Dans la nuit de lundi à mardi, le drapeau israélien, monté comme les 194 autres sur un mât en bambou dans le cadre d'une installation artistique, a été aspergé de peinture rouge et une "décision collégiale" des artistes et des institutions a été prise le lendemain de le retirer.
C'est une décision qui n'est absolument pas du goût de l'ambassade d'Israël en France. Ce mercredi, un drapeau israélien, aspergé de peinture rouge, a été retiré alors qu'il figurait parmi 195 autres drapeaux au cœur d'une installation artistique dans le cadre de la Paris Design Week. Cette installation a pour ambition de "créer de la cohésion sur une place chargée d'histoire" et de mettre en avant ces drapeaux cousus avec des vêtements recyclés, a expliqué à l'AFP le designer Jean-Sébastien Blanc, qui l'a conçue avec Claire Renard.
Dans la nuit de lundi à mardi, le drapeau israélien, monté comme les autres sur un mât en bambou, a été aspergé de peinture rouge et une "décision collégiale" des artistes et des institutions (Mairie de Paris, Centre des monuments nationaux...) a été prise le lendemain de le retirer, a expliqué l'artiste français. "On ne souhaitait pas laisser un drapeau qui semblait tâché de sang parce que ce n'était pas notre parti pris", précise Jean-Sébastien Blanc.
"Une décision particulièrement grave"
Dans un communiqué sur X, l'ambassade d'Israël en France a réagi en disant sa "consternation". "Le retrait du seul drapeau israélien constitue une décision particulièrement grave et soulève de sérieuses interrogations sur l'hostilité particulière dont ce drapeau fait l'objet de la part de la Ville de Paris et des organisateurs", estime l'ambassade.
📢 Communiqué de presse concernant la décision de ne pas remplacer le drapeau israélien après sa dégradation volontaire dans l’installation “La Re-prise de la Bastille”. pic.twitter.com/JosZXTcmH5
— Ambassade d'Israël en France (@IsraelenFrance) September 16, 2026
"Une telle logique est difficilement compatible avec les valeurs de paix, d’unité et de dialogue revendiquées par l’installation.
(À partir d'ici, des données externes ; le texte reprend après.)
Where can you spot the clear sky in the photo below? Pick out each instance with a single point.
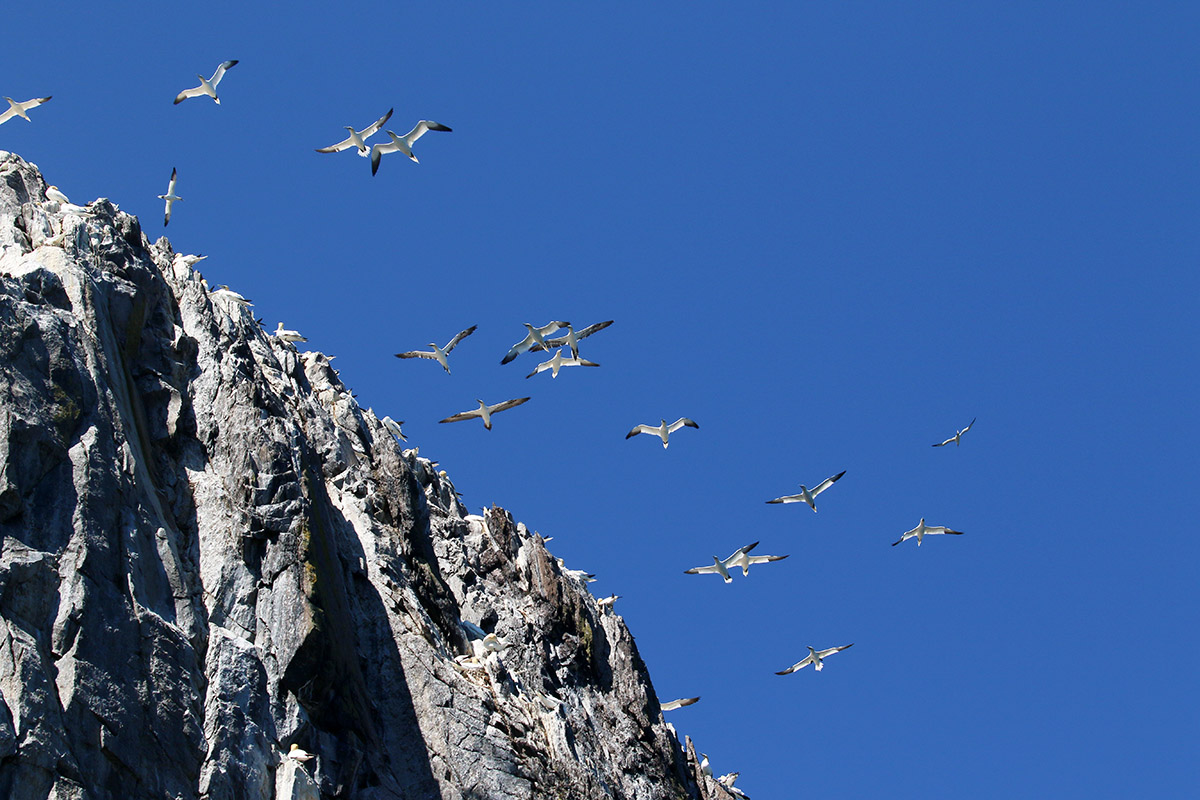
(829, 233)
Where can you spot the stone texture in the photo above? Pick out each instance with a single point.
(209, 551)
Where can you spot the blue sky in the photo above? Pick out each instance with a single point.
(832, 234)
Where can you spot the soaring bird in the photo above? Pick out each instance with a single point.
(485, 411)
(403, 143)
(571, 338)
(207, 86)
(815, 657)
(678, 704)
(558, 362)
(535, 336)
(739, 558)
(807, 494)
(923, 530)
(18, 109)
(169, 197)
(439, 354)
(957, 437)
(663, 431)
(358, 138)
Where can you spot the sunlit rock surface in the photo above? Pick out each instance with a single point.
(209, 552)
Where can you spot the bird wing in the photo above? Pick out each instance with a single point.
(462, 415)
(822, 654)
(189, 92)
(371, 130)
(541, 367)
(803, 662)
(421, 128)
(337, 148)
(220, 73)
(508, 404)
(559, 341)
(519, 348)
(826, 483)
(460, 337)
(765, 559)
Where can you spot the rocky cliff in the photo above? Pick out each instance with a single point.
(210, 552)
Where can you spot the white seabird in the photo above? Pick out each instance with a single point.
(571, 338)
(807, 494)
(678, 704)
(923, 530)
(739, 558)
(393, 427)
(558, 362)
(534, 336)
(485, 411)
(403, 143)
(226, 293)
(358, 138)
(299, 755)
(663, 431)
(727, 781)
(207, 86)
(169, 197)
(815, 657)
(955, 437)
(190, 260)
(18, 109)
(439, 354)
(287, 336)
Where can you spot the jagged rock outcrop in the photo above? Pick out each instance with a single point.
(209, 552)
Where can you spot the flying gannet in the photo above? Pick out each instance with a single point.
(393, 427)
(439, 354)
(18, 109)
(678, 704)
(190, 260)
(923, 530)
(207, 86)
(534, 336)
(663, 431)
(298, 755)
(169, 197)
(403, 144)
(571, 338)
(809, 495)
(558, 362)
(815, 657)
(957, 437)
(739, 558)
(358, 138)
(485, 411)
(288, 336)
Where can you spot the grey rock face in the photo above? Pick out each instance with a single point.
(209, 552)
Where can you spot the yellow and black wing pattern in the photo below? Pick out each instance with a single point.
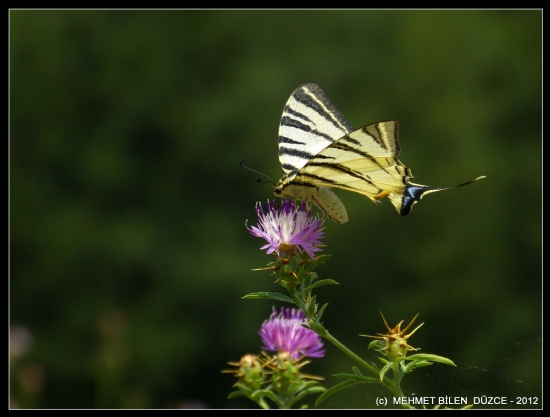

De plus, ce choix est une capitulation inacceptable à la violence et à un terrorisme culturel que veulent créer certains", poursuit l'ambassade.
De son côté, Jean-Sébastien Blanc fait valoir que ce drapeau était, comme les autres, une "œuvre unique", fruit de quatre heures de travail, et qu'il ne pouvait être remplacé sans dénaturer une œuvre centrée sur "le réemploi des vêtements". Selon l'artiste, la crainte de "dégradations" en cas d'installation d'un nouveau drapeau israélien a aussi pesé dans la balance.
"Là où c'est emblématique de notre époque, c'est que cette œuvre témoigne du fait qu'Israël catalyse tout un tas de haines alors qu'il y a aussi les drapeaux de la Russie, de la Corée du Nord ou de la Chine", détaille Jean-Sébastien Blanc. "Ce n'est pas parce qu'on a décidé de représenter toutes les nations de ce monde ensemble qu'on cautionne tous les gouvernements", ajoute-t-il.